Oil prices drop as dollar shines
World oil prices dropped on Wednesday as the dollar rallied and traders awaited the weekly snapshot of energy inventories in the United States, the world's biggest consumer of crude.
Brent North Sea crude for delivery in January fell 67 cents to 90.54 dollars a barrel in London trade.
New York's main contract, light sweet crude for January, lost 97 cents to 87.31 dollars.
The dollar rallied strongly against the euro as the single currency was spooked by news that Moody's rating agency had placed Spain on review for a possible downgrade, refocusing attention on the eurozone debt crisis.
The euro plunged as low as 1.3286 dollars, compared with 1.3375 dollars late in New York on Tuesday.

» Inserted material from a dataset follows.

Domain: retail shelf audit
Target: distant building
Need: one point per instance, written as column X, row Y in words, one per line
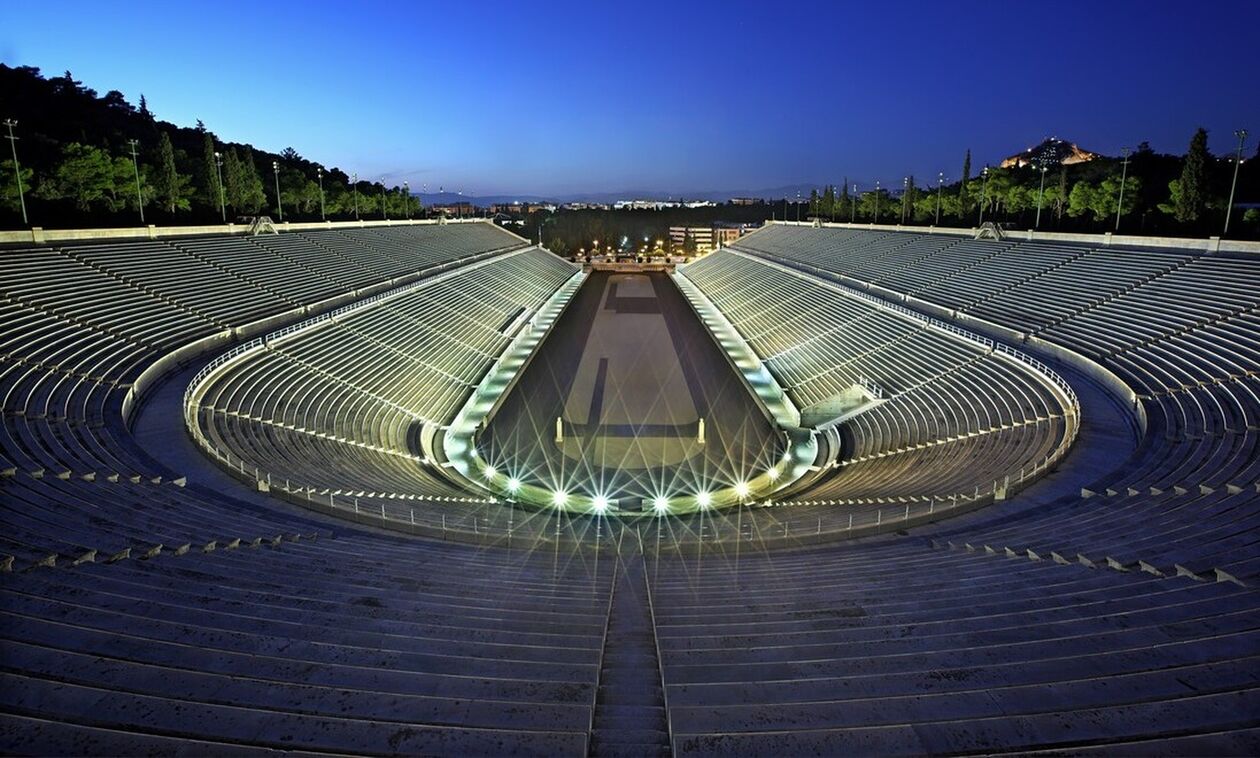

A stronger dollar makes oil more expensive for buyers holding other currencies, denting demand.
The US Department of Energy will release later Wednesday its weekly figures on oil stocks, which analysts expect to show a sharp drop in crude reserves mainly due to cold weather that has hit the country's northeast.
The US Federal Reserve's decision on Tuesday to maintain record-low interest rates and its massive asset purchasing policy had a limited impact on the oil market, analysts said.
An expected drop in US energy reserves, regarded as an indicator that demand has improved, should cap the decline in oil prices, analysts said.
And a cold spell in the northern hemisphere and OPEC's recent decision to keep output levels should support to prices in the long term, they added.
"Oil prices look firm at current levels supported by strong demand, the OPEC meeting outcome, cold weather and inventory dynamics," Barclays Capital analysts said in a report.
"Moreover, with OPEC producers showing little intent at dampening prices at current levels, rather expressing surprising ease with current proceedings, the downside from current levels appears minimal to us."
Elsewhere on Wednesday, Ghana began production from one of the largest recent oil discoveries in West Africa, transforming it into a significant oil producer.
The Jubilee field was discovered in 2007 by US firm Kosmos and is estimated to contain some 1.8 billion barrels, one of the largest finds in West Africa in recent years.
Anglo-Irish firm Tullow says it will produce about 55,000 barrels a day within the first few months before more than doubling output to 120,000 bpd.